Flow characteristics and entrained bubble dynamics of underwater plunging jet measured by time-resolved three-dimensional Lagrangian particle tracking velocimetry

Plunging water jet onto a water pool is widely utilized in various industry field to promote heat and mass transfer. However, studies to measure flow field at air entrainment condition have rarely reported. In this study, we investigate gas-liquid multiphase flow field generated by plunging jet and air entrainment using time-resolved three-dimensional particle tracking velocimetry (4-D PTV) measurement technique. 4 high-speed cameras were installed to measure bubbly flow in a water tank with 16 angles and alternative illumination of blue and white LEDs is adopted to get each particle and bubble images. 3-D Lagrangian particle tracking with Shake-the-Box (STB) algorithm and vortex-in-cell sharp (VIC#) reconstruction were used to obtain flow field from measured particle images and bubble properties are calculated by binarized bubble images. 3-D Lagrangian particle tracking shows well-tracked result without any trajectory cut-off.
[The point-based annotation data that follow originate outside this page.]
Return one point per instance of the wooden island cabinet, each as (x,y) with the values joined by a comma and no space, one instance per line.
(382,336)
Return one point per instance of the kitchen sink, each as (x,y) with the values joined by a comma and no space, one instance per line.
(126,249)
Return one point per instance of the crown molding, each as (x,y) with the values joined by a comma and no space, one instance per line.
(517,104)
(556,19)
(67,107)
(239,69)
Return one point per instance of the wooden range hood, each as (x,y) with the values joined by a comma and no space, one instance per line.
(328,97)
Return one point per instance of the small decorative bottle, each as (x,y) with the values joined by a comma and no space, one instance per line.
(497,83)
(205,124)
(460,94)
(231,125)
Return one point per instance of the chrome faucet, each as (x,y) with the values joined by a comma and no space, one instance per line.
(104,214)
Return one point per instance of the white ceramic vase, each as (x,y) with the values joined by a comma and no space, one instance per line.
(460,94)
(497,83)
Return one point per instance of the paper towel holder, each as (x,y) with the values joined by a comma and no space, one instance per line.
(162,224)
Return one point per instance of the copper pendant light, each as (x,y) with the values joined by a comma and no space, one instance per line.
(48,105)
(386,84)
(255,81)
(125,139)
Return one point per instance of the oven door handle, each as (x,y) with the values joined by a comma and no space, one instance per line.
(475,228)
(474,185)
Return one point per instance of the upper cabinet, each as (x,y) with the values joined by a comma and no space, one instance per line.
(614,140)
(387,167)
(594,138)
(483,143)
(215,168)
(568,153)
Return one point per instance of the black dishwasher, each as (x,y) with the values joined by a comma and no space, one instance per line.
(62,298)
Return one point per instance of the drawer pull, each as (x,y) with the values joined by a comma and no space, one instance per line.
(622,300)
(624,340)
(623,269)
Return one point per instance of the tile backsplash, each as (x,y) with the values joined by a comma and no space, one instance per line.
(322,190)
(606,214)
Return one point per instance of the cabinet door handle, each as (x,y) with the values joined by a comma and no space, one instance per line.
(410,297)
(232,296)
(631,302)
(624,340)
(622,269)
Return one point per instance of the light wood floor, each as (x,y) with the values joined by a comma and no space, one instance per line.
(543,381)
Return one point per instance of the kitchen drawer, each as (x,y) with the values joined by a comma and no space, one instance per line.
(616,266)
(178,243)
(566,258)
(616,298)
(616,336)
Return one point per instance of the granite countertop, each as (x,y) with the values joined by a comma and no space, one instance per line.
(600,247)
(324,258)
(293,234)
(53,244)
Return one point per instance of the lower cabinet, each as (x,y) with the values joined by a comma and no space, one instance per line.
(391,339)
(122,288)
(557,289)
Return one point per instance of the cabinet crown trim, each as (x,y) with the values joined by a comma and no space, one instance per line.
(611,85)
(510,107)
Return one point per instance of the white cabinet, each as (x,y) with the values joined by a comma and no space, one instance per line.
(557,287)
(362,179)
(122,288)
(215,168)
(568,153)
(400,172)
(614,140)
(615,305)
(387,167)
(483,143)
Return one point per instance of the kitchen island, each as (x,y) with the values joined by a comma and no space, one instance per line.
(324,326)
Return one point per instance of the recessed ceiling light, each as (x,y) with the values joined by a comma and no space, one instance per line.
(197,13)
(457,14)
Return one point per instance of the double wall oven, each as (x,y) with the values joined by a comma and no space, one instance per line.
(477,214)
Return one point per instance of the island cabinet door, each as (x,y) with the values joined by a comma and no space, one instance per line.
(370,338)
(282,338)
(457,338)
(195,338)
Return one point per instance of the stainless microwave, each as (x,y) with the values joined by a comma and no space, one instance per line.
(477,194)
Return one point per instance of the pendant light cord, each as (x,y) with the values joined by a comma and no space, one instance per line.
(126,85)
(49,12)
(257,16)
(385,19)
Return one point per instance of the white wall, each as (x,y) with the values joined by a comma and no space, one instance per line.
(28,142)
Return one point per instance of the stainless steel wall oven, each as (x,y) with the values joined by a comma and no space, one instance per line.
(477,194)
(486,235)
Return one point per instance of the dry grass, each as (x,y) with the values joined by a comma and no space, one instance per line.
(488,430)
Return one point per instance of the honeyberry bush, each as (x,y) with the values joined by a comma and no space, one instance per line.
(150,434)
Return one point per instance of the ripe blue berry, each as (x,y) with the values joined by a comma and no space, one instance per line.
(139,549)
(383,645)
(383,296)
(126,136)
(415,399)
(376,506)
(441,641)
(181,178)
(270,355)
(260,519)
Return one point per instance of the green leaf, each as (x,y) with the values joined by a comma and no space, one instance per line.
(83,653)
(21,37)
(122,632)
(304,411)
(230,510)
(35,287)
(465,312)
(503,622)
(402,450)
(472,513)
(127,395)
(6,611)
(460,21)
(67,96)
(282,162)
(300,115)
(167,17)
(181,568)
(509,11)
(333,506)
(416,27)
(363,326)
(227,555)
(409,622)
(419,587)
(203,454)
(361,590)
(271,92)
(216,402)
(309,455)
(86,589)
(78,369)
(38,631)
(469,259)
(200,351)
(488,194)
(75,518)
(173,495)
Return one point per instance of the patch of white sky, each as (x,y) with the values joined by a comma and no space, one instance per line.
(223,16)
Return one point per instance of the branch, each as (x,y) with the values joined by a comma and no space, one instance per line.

Eulerian reconstructed flow field shows axisymmetric, and axial mean velocity profiles follows a Gaussian function. Axial turbulent intensity at the center is a unity at the center and maximum turbulent intensity of radial, azimuthal direction is one-fifth of axial turbulent intensity. Bubble equivalent diameter has large standard deviation because of existence of both large bubbles from air entrainment and small bubbles from bubble collapse. Despite of the existence of bubbles, impinging jet is similar to typical free shear flow.